Critical Evaluation of the 'Matura' Test: CEFR Alignment Project for the Austrian National Examination in English (B2 Level)

Minzi Li; Yongqiang Zeng; Ligerui Chen

摘要

This study attempted to evaluate the usefulness a CEFR (Common European Framework of Reference) alignment project ‘Matura’ listening test with respects of the item analysis, validity (i.e., content validity) and reliability (i.e., internal consistency reliability, scoring reliably). 93 students randomly selected from six secondary-school of different school-levels across three different regions in Austria completed the listening test.
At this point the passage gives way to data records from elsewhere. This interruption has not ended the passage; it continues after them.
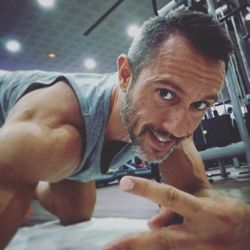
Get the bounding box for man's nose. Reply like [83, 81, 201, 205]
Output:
[163, 108, 199, 138]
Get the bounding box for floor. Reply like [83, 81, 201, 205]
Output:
[24, 166, 250, 225]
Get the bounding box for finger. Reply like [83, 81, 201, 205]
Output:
[104, 229, 194, 250]
[120, 176, 201, 218]
[148, 207, 175, 230]
[148, 207, 183, 230]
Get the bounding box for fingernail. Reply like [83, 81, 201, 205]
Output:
[120, 177, 134, 191]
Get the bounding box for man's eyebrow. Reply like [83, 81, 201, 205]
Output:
[149, 77, 218, 102]
[152, 77, 185, 94]
[204, 95, 218, 102]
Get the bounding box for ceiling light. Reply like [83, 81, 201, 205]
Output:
[84, 58, 96, 69]
[128, 25, 140, 37]
[47, 52, 57, 59]
[245, 7, 250, 21]
[5, 40, 21, 52]
[38, 0, 55, 8]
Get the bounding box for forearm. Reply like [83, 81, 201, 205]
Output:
[36, 180, 96, 225]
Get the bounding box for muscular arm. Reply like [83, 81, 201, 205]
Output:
[0, 82, 84, 249]
[0, 82, 83, 182]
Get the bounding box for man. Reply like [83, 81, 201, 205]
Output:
[0, 8, 250, 250]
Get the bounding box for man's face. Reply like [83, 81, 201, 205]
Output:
[121, 36, 225, 163]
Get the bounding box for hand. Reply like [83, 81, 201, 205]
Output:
[104, 177, 250, 250]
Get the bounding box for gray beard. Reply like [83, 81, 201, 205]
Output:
[120, 94, 182, 164]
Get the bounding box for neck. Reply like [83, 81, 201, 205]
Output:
[105, 84, 129, 142]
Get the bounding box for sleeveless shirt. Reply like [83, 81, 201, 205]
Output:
[0, 70, 133, 182]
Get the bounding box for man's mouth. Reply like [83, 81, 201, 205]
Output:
[148, 129, 176, 152]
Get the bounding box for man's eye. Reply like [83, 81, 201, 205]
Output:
[193, 101, 209, 110]
[159, 90, 174, 100]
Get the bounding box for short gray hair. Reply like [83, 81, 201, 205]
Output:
[128, 9, 233, 81]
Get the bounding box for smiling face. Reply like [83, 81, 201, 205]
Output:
[118, 35, 225, 162]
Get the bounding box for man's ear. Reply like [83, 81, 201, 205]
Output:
[117, 54, 132, 92]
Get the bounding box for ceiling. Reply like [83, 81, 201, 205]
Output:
[0, 0, 170, 73]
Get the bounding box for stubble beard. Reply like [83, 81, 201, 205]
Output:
[120, 92, 182, 164]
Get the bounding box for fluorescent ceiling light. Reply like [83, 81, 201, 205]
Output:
[245, 13, 250, 21]
[38, 0, 55, 8]
[47, 52, 57, 59]
[128, 25, 140, 37]
[5, 40, 21, 53]
[84, 58, 96, 69]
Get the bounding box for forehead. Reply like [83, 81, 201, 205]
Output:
[138, 35, 225, 94]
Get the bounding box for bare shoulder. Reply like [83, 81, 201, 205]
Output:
[6, 81, 84, 129]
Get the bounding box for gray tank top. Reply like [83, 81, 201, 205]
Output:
[0, 71, 133, 182]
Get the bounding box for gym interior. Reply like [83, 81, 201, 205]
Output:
[0, 0, 250, 250]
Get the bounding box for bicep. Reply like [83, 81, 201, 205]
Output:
[160, 137, 211, 193]
[0, 121, 82, 182]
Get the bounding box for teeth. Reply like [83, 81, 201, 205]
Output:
[153, 132, 169, 143]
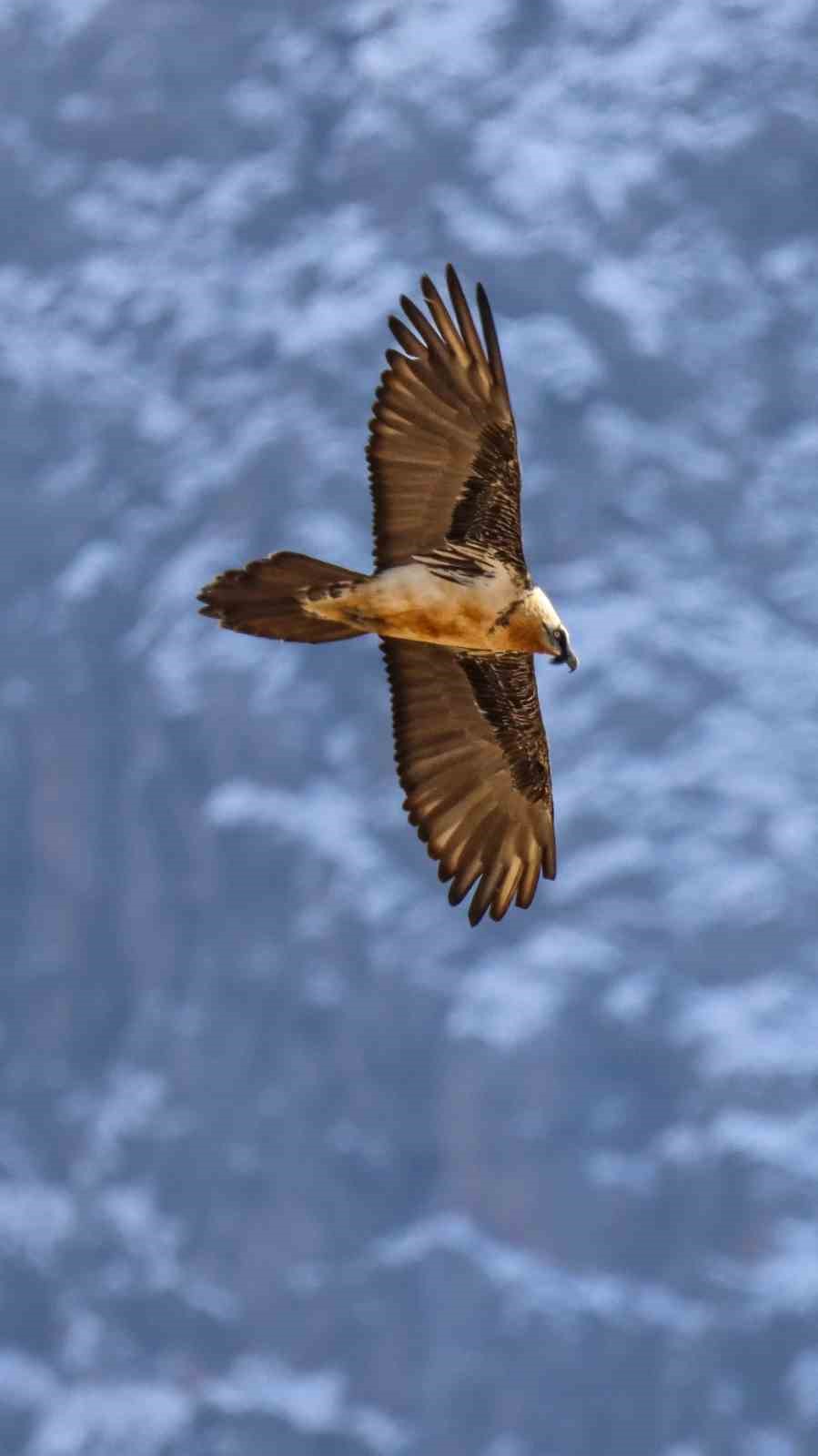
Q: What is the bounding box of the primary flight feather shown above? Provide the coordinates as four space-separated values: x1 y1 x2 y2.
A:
199 265 576 925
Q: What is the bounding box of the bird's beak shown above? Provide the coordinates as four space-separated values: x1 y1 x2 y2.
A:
551 628 580 672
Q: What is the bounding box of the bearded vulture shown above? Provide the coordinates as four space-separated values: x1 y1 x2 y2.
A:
199 265 576 925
SPSS was employed for the statistical analysis. Facility value, discrimination index together with other descriptive statistics were reported for the item analysis. Content validity by a panel of expert judgments as well as the reliability of the listening test was further examined. Findings showed that: 1) the test paper was of average to high difficulty with its peak score locating around the mid-point, which allow higher education institutions to set an appropriate cut-score for decision making. Relatively widespread test scores further indicated its potential to efficiently discriminate learners of varied listening proficiency; 2) the majority of items in the listening test performed well and were qualitatively reasonably good. However, we did identify several problematic items with possible causes related to construct-irrelevance, too many possible answers, mismatch sign-posted words, fast audio speed, testing simply the background knowledge, and the heavy cognitive load required for “Not Given” option; 3) regarding validity and validity issues, construct-under representation and the less authentic listening materials were then spotted by careful content analysis. Though the statistical output reported relatively high reliability, results should be interpreted with caution. Based on findings, general evaluation of the test as well as implications for further improvement were revealed.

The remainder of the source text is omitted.